Unfortunately the term “climate change” has been so distorted by political agendas and rhetoric that it no long has any usefulness as a “meta-narrative” term within science or even to explain disease migration. “Climate change” is a vacuous term and perhaps the term itself is the hoax. This label should be abandoned along with “denier”, “skeptic, and all of the other silly terms. (I am starting to prefer “climate changes” as a better “meta-narrative term.)
The dynamics of interactions between microorganisms (pathogens or not) and climate mentioned in this article are not new. (There is nothing new under the sun.) They are not “emerging.” Our understanding of them is improving, they are new to us, and therefore are perceived by the researchers to be “emerging”. An improved understanding is beneficial. But the underlying factors affecting spatial variability of microorganisms have been in existence for a long long time regardless of whether we understand them.
Wang Y, Rao Y, Wu X, Zhao H, Chen J. A method for screening climate change-sensitive infectious diseases. International Journal of Environmental Research and Public Health. 2015 Jan 14;12(1):767-83. doi: 10.3390/ijerph120100767.

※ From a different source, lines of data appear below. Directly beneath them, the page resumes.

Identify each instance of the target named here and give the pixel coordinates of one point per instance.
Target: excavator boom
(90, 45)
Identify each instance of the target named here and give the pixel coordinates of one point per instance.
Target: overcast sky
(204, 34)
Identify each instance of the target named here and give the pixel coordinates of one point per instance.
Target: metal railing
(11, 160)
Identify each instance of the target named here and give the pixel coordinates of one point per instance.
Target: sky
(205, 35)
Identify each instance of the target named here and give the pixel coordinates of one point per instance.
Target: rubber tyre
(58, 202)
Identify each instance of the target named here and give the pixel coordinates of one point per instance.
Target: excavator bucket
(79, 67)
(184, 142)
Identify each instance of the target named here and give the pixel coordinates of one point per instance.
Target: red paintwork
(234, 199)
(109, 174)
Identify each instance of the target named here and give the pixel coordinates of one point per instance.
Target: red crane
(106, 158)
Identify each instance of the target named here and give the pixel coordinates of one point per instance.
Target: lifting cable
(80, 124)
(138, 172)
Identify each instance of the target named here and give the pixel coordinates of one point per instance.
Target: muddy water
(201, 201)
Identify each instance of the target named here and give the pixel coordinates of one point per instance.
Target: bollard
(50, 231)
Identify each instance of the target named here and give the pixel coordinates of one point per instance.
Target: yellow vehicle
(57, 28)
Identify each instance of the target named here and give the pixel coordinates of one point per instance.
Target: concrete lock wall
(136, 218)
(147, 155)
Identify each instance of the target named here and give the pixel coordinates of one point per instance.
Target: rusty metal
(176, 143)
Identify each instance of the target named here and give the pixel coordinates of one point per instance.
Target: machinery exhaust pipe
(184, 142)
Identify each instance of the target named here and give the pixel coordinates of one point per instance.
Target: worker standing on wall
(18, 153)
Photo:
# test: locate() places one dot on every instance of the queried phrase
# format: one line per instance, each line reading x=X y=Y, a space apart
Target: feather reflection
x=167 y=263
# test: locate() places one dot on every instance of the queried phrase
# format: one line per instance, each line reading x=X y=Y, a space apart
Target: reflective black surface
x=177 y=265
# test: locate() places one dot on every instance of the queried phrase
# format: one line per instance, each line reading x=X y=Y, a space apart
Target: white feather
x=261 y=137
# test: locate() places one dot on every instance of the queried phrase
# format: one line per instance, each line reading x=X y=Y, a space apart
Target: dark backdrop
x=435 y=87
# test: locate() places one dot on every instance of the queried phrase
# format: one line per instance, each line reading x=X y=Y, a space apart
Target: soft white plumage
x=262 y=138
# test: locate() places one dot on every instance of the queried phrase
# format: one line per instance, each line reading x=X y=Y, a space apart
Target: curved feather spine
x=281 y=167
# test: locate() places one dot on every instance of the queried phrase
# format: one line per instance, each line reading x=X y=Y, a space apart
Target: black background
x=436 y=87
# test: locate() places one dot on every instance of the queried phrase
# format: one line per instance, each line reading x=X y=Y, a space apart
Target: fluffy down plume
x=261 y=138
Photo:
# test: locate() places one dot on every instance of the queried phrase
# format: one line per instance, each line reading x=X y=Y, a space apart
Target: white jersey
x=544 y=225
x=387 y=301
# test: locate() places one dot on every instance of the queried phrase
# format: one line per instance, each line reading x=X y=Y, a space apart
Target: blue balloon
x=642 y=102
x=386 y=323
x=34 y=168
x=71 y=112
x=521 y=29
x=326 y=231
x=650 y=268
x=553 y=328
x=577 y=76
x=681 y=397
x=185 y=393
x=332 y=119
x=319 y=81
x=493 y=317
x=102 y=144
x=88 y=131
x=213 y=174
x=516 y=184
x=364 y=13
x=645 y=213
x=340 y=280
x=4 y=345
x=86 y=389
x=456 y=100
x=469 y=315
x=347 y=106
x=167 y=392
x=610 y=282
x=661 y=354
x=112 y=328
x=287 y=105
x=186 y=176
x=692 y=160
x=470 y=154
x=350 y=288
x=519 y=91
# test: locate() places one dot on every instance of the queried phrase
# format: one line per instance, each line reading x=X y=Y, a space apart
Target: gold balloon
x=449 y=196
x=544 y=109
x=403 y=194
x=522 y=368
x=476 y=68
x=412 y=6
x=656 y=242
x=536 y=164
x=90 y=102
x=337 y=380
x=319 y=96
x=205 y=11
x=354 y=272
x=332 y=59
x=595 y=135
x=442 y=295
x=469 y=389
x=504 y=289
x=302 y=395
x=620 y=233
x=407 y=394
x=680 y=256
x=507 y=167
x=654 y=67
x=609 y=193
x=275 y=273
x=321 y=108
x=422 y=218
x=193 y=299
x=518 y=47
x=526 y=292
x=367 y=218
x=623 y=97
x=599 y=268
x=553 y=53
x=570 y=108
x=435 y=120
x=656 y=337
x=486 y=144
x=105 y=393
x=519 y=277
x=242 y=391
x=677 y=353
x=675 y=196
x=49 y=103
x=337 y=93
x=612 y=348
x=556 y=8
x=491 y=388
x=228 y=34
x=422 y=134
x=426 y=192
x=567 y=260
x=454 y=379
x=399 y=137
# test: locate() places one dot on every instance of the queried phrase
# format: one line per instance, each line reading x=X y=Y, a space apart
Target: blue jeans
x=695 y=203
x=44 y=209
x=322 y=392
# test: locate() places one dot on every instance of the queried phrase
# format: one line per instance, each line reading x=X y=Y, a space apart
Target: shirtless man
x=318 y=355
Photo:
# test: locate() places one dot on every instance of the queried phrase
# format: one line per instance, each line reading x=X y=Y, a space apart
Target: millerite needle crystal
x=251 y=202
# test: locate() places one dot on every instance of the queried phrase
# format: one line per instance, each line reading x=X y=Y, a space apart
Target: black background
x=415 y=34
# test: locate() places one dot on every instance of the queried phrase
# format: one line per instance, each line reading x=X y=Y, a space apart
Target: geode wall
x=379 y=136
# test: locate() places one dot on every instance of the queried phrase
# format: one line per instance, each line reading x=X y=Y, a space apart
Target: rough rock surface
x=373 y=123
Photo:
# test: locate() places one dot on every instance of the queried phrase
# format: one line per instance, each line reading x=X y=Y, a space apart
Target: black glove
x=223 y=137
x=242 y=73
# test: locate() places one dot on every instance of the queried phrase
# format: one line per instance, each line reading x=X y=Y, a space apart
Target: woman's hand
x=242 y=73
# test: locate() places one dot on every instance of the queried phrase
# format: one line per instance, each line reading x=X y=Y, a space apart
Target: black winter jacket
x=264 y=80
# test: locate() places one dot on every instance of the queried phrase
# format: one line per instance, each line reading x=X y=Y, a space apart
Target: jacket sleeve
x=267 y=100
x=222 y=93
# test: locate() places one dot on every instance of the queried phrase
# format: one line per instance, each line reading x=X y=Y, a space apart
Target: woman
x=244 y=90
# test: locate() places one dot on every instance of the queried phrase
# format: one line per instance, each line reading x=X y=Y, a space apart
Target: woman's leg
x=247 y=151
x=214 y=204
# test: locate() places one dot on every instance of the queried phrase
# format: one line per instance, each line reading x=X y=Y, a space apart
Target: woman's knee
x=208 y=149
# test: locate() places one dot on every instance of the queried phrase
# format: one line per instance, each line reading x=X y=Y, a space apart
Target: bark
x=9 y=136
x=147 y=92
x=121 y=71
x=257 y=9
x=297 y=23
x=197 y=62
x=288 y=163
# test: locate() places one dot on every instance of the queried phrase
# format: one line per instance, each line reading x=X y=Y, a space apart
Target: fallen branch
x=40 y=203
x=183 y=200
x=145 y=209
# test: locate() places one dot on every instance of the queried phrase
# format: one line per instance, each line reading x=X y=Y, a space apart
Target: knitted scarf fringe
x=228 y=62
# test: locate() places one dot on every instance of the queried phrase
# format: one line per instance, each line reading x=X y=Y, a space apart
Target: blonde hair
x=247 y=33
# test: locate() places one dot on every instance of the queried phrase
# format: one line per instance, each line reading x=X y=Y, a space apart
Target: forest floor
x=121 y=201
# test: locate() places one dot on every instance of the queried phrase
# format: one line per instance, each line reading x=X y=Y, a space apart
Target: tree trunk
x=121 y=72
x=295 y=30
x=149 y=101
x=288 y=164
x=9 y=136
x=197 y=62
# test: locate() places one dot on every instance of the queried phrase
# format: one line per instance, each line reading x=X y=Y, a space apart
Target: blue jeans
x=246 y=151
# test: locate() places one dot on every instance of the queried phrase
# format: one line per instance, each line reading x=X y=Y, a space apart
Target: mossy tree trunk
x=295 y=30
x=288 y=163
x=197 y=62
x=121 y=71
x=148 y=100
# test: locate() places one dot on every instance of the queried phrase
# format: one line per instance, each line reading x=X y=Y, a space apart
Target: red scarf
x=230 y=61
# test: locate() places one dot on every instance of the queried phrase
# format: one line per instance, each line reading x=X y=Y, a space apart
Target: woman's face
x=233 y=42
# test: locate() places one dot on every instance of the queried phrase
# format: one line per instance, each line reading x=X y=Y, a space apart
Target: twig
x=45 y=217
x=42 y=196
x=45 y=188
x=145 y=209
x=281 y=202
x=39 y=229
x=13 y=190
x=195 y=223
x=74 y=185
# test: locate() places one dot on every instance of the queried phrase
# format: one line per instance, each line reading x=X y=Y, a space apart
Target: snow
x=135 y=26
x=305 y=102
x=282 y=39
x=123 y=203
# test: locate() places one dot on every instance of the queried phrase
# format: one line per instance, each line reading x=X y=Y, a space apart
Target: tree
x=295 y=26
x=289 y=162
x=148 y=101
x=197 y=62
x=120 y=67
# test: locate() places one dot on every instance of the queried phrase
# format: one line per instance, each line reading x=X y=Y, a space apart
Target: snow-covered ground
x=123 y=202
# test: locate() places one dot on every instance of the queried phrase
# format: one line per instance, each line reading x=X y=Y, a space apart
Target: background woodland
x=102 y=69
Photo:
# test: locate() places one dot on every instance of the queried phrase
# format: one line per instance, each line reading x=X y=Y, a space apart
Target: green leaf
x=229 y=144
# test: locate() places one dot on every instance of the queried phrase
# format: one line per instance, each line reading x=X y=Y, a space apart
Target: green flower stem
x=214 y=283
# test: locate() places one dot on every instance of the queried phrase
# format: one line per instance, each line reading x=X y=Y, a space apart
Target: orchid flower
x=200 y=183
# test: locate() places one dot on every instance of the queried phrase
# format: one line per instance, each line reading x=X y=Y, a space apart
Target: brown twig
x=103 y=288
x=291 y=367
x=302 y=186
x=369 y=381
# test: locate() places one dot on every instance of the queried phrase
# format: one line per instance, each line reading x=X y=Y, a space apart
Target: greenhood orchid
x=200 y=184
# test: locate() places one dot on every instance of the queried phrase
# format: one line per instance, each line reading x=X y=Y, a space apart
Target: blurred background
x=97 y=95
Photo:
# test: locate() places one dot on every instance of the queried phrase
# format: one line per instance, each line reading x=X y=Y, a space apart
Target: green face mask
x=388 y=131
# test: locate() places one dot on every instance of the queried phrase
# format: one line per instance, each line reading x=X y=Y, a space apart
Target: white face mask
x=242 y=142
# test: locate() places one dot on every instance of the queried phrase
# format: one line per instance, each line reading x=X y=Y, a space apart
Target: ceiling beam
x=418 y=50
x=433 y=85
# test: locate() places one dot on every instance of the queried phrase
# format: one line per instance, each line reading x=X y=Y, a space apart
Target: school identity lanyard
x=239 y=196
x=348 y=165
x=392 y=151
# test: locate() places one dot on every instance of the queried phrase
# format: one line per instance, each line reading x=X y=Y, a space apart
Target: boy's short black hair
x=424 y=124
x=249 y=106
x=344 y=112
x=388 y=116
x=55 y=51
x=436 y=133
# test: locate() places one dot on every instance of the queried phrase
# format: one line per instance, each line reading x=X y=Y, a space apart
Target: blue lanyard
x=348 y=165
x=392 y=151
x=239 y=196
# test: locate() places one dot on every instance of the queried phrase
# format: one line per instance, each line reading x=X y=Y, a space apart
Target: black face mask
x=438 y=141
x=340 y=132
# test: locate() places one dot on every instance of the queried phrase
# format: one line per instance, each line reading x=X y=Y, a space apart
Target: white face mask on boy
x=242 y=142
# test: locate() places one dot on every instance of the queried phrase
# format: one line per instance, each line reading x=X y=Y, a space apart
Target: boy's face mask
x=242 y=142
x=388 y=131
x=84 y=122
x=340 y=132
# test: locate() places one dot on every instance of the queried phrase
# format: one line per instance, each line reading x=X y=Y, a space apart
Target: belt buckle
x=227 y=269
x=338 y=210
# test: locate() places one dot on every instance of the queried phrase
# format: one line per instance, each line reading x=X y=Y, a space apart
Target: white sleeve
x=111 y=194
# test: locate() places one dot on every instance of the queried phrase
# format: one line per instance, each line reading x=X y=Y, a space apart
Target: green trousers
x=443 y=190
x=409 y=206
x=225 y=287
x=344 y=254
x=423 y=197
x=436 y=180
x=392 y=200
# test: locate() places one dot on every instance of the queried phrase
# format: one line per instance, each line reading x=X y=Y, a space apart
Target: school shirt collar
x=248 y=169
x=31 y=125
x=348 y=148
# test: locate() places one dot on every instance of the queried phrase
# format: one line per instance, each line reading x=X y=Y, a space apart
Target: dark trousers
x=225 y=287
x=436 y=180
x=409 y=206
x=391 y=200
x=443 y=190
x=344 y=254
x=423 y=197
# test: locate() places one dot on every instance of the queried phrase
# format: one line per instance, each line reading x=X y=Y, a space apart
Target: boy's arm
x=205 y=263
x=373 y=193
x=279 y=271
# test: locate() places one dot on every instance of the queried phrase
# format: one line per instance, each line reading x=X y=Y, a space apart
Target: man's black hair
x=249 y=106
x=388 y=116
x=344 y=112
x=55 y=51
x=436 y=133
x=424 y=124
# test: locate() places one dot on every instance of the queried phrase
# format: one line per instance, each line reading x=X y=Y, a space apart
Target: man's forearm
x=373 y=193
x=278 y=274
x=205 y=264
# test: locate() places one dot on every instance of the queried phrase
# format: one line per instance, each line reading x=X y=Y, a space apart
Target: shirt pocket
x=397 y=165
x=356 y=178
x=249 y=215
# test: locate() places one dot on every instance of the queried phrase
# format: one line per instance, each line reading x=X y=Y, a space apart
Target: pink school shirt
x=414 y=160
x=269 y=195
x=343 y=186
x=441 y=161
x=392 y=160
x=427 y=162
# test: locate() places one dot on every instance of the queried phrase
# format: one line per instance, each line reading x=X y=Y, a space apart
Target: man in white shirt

Climate change is a significant and emerging threat to human health, especially where infectious diseases are involved. Because of the complex interactions between climate variables and infectious disease components (i.e., pathogen, host and transmission environment), systematically and quantitatively screening for infectious diseases that are sensitive to climate change is still a challenge. To address this challenge, we propose a new statistical indicator, Relative Sensitivity, to identify the difference between the sensitivity of the infectious disease to climate variables for two different climate statuses (i.e., historical climate and present climate) in non-exposure and exposure groups. The case study in Anhui Province, China has demonstrated the effectiveness of this Relative Sensitivity indicator. The application results indicate significant sensitivity of many epidemic infectious diseases to climate change in the form of changing climatic variables, such as temperature, precipitation and absolute humidity. As novel evidence, this research shows that absolute humidity has a critical influence on many observed infectious diseases in Anhui Province, including dysentery, hand, foot and mouth disease, hepatitis A, hemorrhagic fever, typhoid fever, malaria, meningitis, influenza and schistosomiasis. Moreover, some infectious diseases are more sensitive to climate change in rural areas than in urban areas. This insight provides guidance for future health inputs that consider spatial variability in response to climate change.